Much later Leo smiled down at Roxy as she lay tangled in his sheets, her face flushed, her hair dishevelled. She grinned up at him. ‘So did it help? Have you decided which mousse?’
‘Both. Two small individual helpings each.’
‘Perfect. I’d like people to sample both. It will hopefully get them talking about Dolci.’
He propped himself up on one elbow. ‘Do you think you’ll stay with Dolci, carve out a corporate career?’
Roxy shook her head. ‘I’ll stay whilst Dolci is still in trouble. I won’t desert Ava. But I hope the whole Casseveti inheritance will get sorted out, and when it does, I want to branch out on my own. My dream is to open a bakery chain, imaginatively called Roxy’s. I’d like to have one in London, New York, Paris and Rome. I’d have a cake service that makes the best, most imaginative wedding cakes in town, I’d run baking classes, I’d have coffee and cake mornings, I’d—’ She stopped. ‘Sorry. I’m being boring.’
Leo shook his head. ‘No. You’re not. I want to hear about your plans and—’ he grinned at her ‘—there is really nowhere else I’d rather be.’
Roxy surveyed her reflection in the mirror, looked round at the bedroom she’d shared with Leo for the past few joyous nights and back at herself. She’d gone all out on the dress, wanted to do justice to the launch dinner. It was a simple sheer black that left her arms and shoulders bare, cinched her waist with a wide band and fell in artful folds to her feet. This was the way she wanted Leo to remember her. She blinked fiercely. Not now. This dinner was so important, and she wanted every single precious memory to be a happy one.
A whistle from behind her pulled her from her reverie and she turned and smiled at Leo.
‘I think my eyes may be about to bug out of my head.
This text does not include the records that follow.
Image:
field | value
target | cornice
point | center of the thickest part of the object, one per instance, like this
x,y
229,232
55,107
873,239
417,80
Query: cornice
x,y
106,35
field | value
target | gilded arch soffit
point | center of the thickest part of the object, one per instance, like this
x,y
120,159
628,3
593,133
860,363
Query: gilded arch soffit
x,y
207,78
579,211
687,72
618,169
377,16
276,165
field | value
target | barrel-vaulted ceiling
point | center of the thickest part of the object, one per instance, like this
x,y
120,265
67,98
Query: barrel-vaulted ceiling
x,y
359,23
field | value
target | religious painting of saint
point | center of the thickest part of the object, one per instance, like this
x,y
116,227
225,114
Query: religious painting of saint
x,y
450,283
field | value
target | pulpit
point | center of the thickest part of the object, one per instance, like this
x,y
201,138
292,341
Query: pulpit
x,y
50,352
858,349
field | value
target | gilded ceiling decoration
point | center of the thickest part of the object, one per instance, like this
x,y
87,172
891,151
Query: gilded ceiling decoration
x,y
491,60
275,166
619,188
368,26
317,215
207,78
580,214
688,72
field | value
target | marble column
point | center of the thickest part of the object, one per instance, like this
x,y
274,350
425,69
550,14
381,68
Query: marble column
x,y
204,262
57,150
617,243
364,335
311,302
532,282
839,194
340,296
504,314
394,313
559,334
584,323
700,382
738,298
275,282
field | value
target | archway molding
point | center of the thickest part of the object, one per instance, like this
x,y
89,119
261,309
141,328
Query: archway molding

You look beyond beautiful.’
‘Right back at you. You look scrumptious.’ Her smile mischievous now, seeing as he still hadn’t got ready, was stood there with only a towel wrapped round his waist, his brown hair shower damp.
‘Thank you kindly. I suppose I’d better get ready, though.’
Reluctantly she nodded. ‘We’ve still got tonight,’ she said, trying to keep her voice light, all too aware that it had dipped.
One last night. The words seemed to hover in the air.
And then Leo smiled, a smile that seemed to indicate he was more than good with that. And why shouldn’t he be? He didn’t love her, not without the pity glasses on. ‘We’ll make it a night to remember,’ he said.
‘Starting now. I’ll go down and double-check on the cake and desserts before the guests get here.’ And later, no matter what, she would make sure their last hours together would create precious memories.